Blockbuster beta testing movie download service
Blockbuster's download-on-demand service based on Movielink is approaching readiness, as the company has pushed out a beta version to select Total Access members.
500 Total Access subscribers have been chosen to beta test Blockbuster's pay-per-view movie download service that it acquired from Movielink in 2007.
The service is expected to expand gradually to more Blockbuster subscribers until its official launch in August.
Blockbuster has undergone some changes in its plans, first by increasing its efforts in kiosk-based rentals and in-store downloads, and then by abandoning its proposal to buy out Circuit City. Blockbuster's developments in the download market do not appear to faze Reed Hastings, CEO of the company's main competitor Netflix.
In that company's second quarter earnings call, Hastings said, "I haven't used the new Blockbuster service, so I'm just going by the press reports and from being a customer of Movielink, and Movielink is a pay-per-view model, so it competes with Amazon or Apple in that segment.

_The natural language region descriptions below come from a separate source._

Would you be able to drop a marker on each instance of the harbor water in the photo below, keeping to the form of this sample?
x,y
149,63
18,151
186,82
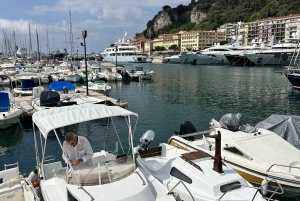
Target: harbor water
x,y
177,93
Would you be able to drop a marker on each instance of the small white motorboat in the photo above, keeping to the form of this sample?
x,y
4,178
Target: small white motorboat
x,y
10,112
110,176
194,174
26,88
101,87
15,187
259,155
140,74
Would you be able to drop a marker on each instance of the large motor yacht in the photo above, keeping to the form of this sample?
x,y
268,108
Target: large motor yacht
x,y
125,50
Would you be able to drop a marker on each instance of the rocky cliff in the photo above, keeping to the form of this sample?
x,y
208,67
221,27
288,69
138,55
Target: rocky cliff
x,y
210,14
197,15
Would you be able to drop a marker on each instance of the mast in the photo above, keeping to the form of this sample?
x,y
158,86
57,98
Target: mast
x,y
71,36
4,40
38,45
15,45
30,44
48,48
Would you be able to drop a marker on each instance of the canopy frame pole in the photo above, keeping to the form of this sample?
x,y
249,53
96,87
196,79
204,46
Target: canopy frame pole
x,y
37,157
132,133
68,162
106,133
131,140
117,135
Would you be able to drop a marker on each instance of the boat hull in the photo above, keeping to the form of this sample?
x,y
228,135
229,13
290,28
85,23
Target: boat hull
x,y
10,118
294,79
73,78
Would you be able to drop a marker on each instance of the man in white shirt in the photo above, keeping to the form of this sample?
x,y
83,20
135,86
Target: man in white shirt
x,y
77,150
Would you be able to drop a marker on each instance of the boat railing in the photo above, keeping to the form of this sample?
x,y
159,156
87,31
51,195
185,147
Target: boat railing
x,y
32,189
12,164
280,165
196,133
49,158
261,188
171,191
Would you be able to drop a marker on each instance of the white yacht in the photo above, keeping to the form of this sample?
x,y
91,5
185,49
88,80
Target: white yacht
x,y
126,52
195,175
278,54
174,59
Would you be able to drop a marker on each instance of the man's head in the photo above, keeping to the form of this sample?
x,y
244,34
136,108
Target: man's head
x,y
70,138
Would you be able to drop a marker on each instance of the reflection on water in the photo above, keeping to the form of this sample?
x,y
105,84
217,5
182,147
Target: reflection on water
x,y
178,93
9,139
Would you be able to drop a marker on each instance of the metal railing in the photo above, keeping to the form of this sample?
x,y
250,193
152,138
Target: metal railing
x,y
185,188
257,190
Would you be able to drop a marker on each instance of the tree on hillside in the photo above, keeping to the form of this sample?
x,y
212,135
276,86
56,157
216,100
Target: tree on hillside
x,y
173,47
166,7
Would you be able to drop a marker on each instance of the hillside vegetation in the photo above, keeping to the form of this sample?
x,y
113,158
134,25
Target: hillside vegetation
x,y
218,12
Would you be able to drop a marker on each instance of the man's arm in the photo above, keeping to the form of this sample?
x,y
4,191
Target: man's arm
x,y
88,151
65,155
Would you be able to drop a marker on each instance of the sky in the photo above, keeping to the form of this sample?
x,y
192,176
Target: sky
x,y
105,21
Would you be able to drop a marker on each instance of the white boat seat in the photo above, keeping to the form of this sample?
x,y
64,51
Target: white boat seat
x,y
8,174
51,168
155,164
88,176
208,145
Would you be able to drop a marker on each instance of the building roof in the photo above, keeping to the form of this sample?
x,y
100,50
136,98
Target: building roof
x,y
276,18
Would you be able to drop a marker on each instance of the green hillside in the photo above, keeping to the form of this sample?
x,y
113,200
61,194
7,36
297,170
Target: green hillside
x,y
220,12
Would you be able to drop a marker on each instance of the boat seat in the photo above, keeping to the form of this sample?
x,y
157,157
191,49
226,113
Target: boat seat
x,y
156,164
208,145
51,168
8,174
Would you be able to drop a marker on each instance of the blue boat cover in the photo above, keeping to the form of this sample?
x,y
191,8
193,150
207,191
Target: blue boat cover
x,y
27,84
59,85
49,98
4,102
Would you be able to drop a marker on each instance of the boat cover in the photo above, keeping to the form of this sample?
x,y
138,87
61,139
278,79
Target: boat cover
x,y
286,126
27,84
59,85
49,98
231,121
50,119
4,102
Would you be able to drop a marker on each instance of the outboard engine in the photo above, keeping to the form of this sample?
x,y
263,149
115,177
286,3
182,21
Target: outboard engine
x,y
186,127
146,139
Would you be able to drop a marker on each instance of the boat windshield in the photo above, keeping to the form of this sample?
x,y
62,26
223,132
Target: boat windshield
x,y
106,168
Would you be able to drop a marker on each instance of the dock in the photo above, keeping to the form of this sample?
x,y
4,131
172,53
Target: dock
x,y
25,101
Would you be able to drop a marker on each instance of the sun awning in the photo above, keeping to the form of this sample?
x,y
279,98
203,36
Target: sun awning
x,y
49,119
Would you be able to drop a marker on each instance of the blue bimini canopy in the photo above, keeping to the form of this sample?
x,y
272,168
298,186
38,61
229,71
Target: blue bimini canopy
x,y
27,84
59,85
4,102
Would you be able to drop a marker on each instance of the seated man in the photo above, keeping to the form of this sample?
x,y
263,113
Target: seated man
x,y
77,150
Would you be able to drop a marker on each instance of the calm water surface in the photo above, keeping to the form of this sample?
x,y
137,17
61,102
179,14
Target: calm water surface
x,y
177,93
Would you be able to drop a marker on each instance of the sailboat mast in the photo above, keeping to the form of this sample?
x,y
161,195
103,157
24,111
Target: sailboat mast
x,y
38,46
71,35
15,45
30,44
48,48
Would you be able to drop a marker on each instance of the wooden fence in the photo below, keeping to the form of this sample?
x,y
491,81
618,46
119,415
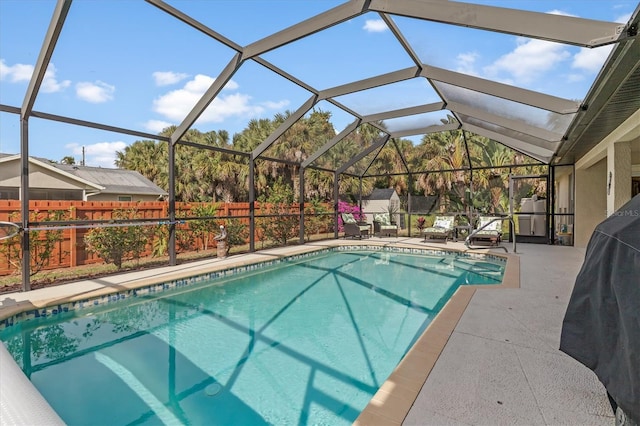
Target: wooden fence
x,y
71,250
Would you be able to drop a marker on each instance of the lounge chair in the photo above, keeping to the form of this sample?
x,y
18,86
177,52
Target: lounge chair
x,y
491,234
443,228
353,228
382,225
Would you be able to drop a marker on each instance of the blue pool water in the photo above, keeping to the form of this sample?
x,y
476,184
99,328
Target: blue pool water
x,y
307,342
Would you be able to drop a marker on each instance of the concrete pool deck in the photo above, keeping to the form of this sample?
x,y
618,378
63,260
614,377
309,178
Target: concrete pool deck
x,y
496,362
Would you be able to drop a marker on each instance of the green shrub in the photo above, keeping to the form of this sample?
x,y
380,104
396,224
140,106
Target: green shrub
x,y
115,244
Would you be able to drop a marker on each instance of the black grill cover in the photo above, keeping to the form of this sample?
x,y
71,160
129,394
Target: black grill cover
x,y
601,327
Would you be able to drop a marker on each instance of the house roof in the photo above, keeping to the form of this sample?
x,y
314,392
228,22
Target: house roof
x,y
106,181
381,194
114,180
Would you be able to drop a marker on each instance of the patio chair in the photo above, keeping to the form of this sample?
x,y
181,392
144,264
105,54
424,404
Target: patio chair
x,y
443,228
353,228
382,225
491,234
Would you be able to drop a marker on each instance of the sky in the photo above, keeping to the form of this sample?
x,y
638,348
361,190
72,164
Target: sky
x,y
128,64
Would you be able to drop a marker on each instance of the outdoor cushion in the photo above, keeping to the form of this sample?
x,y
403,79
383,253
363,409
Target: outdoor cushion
x,y
383,218
348,218
495,226
442,223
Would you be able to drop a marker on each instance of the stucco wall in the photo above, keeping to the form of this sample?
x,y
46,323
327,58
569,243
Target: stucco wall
x,y
591,201
114,197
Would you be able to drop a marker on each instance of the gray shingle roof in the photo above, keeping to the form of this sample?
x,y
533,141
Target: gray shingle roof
x,y
114,180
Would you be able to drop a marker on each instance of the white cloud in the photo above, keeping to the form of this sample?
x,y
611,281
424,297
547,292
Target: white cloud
x,y
156,126
15,73
50,84
166,78
96,93
176,104
529,60
375,26
101,154
466,63
22,73
591,60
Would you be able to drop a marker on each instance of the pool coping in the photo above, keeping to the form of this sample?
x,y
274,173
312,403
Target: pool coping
x,y
393,400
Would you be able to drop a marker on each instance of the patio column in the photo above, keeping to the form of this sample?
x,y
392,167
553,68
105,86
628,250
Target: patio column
x,y
301,200
335,205
252,199
618,175
172,203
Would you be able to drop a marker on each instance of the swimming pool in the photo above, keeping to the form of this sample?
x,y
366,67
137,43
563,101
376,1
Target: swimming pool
x,y
309,342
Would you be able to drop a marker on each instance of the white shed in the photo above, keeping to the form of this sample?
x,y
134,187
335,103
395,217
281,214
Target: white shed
x,y
381,201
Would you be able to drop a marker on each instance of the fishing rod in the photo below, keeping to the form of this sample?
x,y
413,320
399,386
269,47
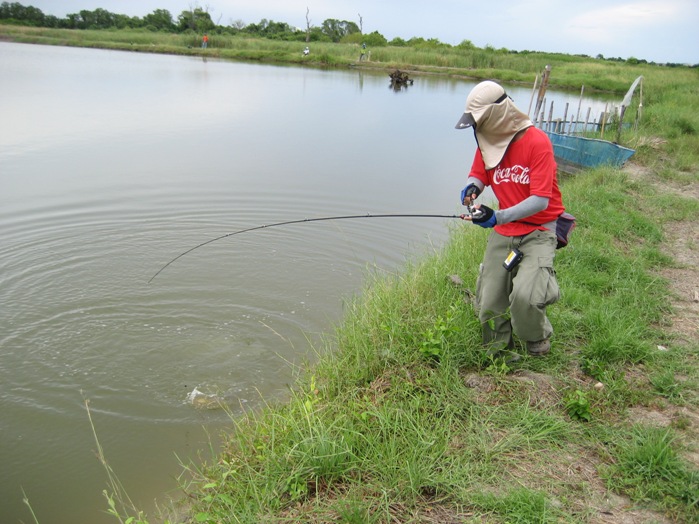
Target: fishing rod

So I imagine they've done a good job. Movielink has been well implemented before, so we look at it and we say it's another pay-per-view service and that's fine. It's just not in our segment."
It is a fierce market for Blockbuster either way. Netflix reported a 25% subscriber growth in the second quarter of 2008 and recently added its service to Xbox Live. Amazon's Unbox, already available on TiVo, has launched the beta of an improved on-demand model. Apple TV, already firmly entrenched in the market, continues to expand its library of content with additional providers.
Blockbuster does not yet have a means of delivering on-demand content directly to its customers' televisions, but it could partner with device makers as Netflix has done.